Sur le plan subjectif, la symbolique de cet état de fait est réconfortante pour les adeptes de cette mouvance qui vivent plus de la rente que de la production: le prophète était commerçant et fils d'une notabilité exerçant le commerce. Sa première femme, Khadija, appartenait également au monde du commerce.
Ils imitent donc l'exemple du prophète et de ses compagnons (sahaba). Ceci d'autant plus que ce métier garanti une sorte d'autonomie et d'autosuffisance matérielle, de même qu'il permet de bénéficier de la mobilité nécessaire à l'action.
Sur le plan imaginaire, ils reproduisent le modèle guerrier des ancêtres et citent les mêmes versets du Coran malgré le fait que sur le plan scolaire, plus de 55% de ces individus n'ont pu aller au-delà de l'école primaire, (29% ont le niveau secondaire, 6% sont bacheliers et 6% universitaires).

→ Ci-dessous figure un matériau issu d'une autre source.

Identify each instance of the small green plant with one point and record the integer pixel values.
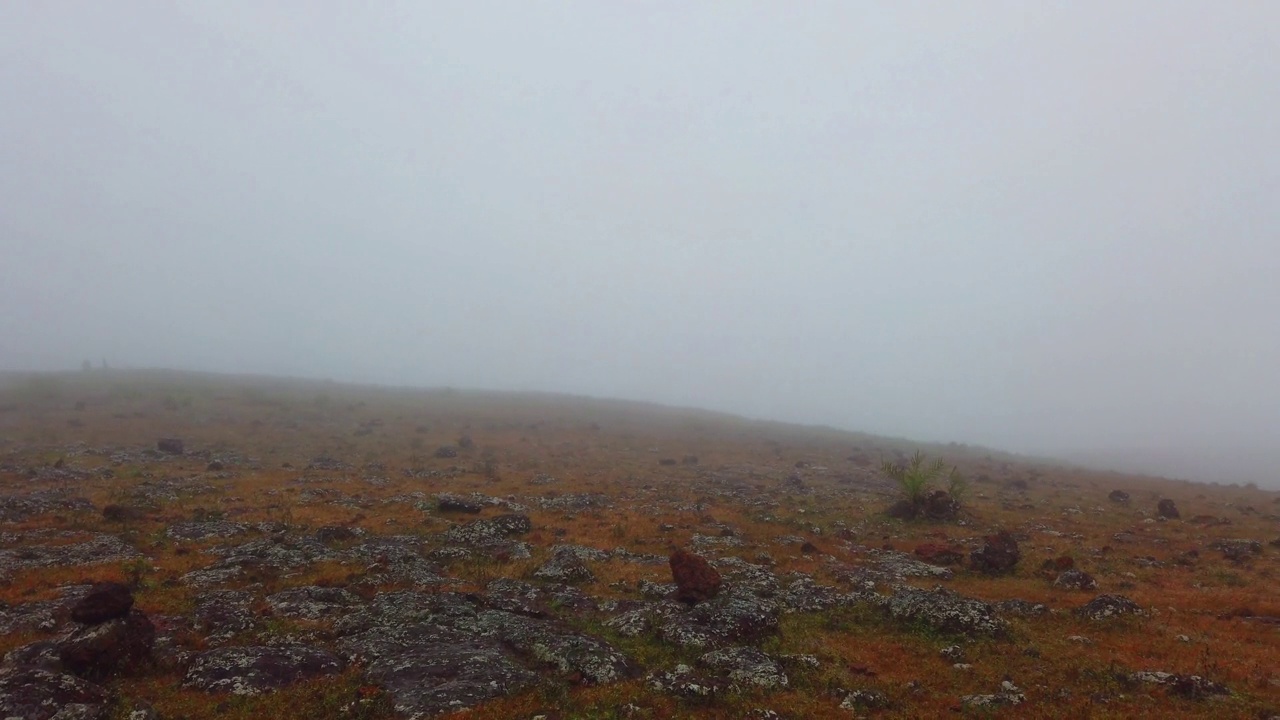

Le seul groupe ayant eu en son sein une partie non négligeable de paysans et d'agriculteurs est celui de Meknès.
Car, en dépit de l'identité de son chef, Tawfik Hanouichi, et des circonstances de l'arrestation de ses membres, ce groupe diffère de ceux qui l'ont précédé. Hanouichi était recherché depuis le 16 mai 2003. La police le soupçonnait dans l'assassinat d'Albert Rebibo (commerçant juif abattu à Casablanca, le 11 septembre 2003) et dans d'autres crimes dont celui de Layachi Sdiqui, ex-chef de la Division des Affaires générales de Meknès Al Ismailiya. Le jour de son arrestation, il portait encore les souliers de ce dernier.

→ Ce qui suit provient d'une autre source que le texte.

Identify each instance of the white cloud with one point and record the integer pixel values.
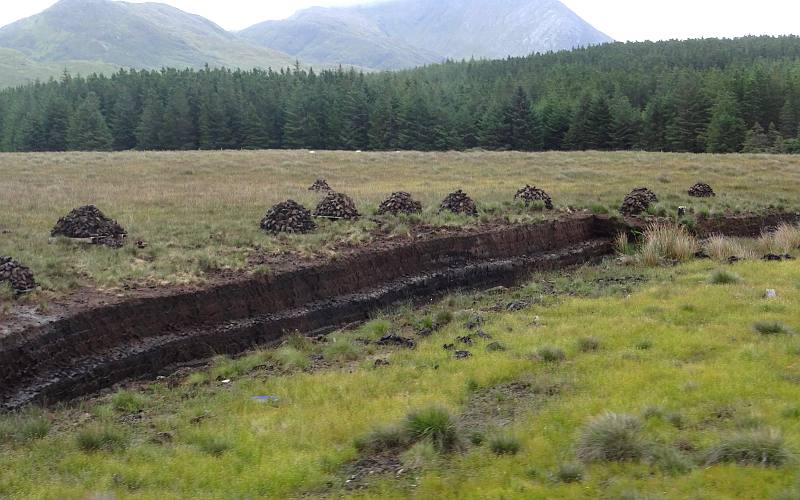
(667, 19)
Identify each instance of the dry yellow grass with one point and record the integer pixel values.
(200, 210)
(667, 242)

Les opérations de la nuit du dimanche 25 à lundi 26 janvier 2004 menées par la Gendarmerie Royale à Douar Aïn Lahjar (Province de Moulay Yacoub) et Douar Aïn Chebik (Borj Moulay Omar) à Meknès, ont permis l'arrestation d'une trentaine de personnes et de saisir :
- 90 détonateurs électriques,
- 3,8 kilogrammes de plastic pour la fabrication d'explosifs,
- un ordinateur pour la falsification de documents et de billets de banque,
- un fusil traditionnel,
- un important lot d'armes blanches,
- des menottes,
- des cagoules,
- des livres et des cassettes de propagande intégriste,
- et une somme d'argent non précisée. (Najib, La Gazette du Maroc, 02/02/ 2004)

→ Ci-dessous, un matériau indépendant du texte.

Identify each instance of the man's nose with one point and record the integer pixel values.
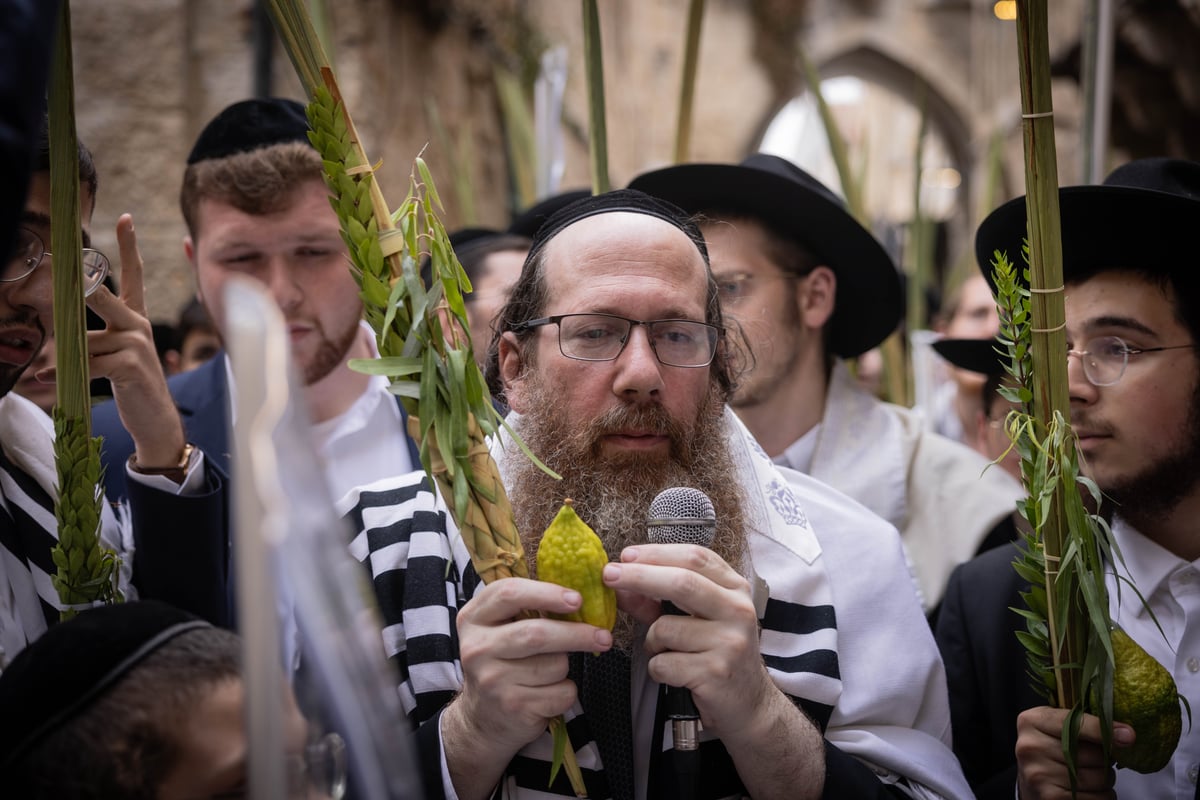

La particularité de ce groupe, composé de 30 personnes, consiste en le fait qu'il est constitué majoritairement d'ouvriers (33%), d'agriculteurs (30%), d'artisans (20%), mais d'aucun commerçant, ce qui est logique puisqu'il s'agit de paysans résidant dans une région agricole et travaillant dans des unités agroalimentaires.
A ces faits, s'ajoute l'arrestation de deux avocats: Ahmed Filali Azmir et Abdellah Ammari. Ahmed Filali Azmir est né en 1943 à Tanger, marié et père de trois enfants. Avocat à Casablanca où il réside et défenseur de Mohamed Damir, il a été poursuivi pour émission de chèque sans provision. Abdellah Ammari, quant à lui, est né en 1960 à Casablanca où il réside, marié et père de trois enfants. Avocat à Casablanca, il a été poursuivi pour assistance à personne recherchée, en l'occurrence Khalid Semmak.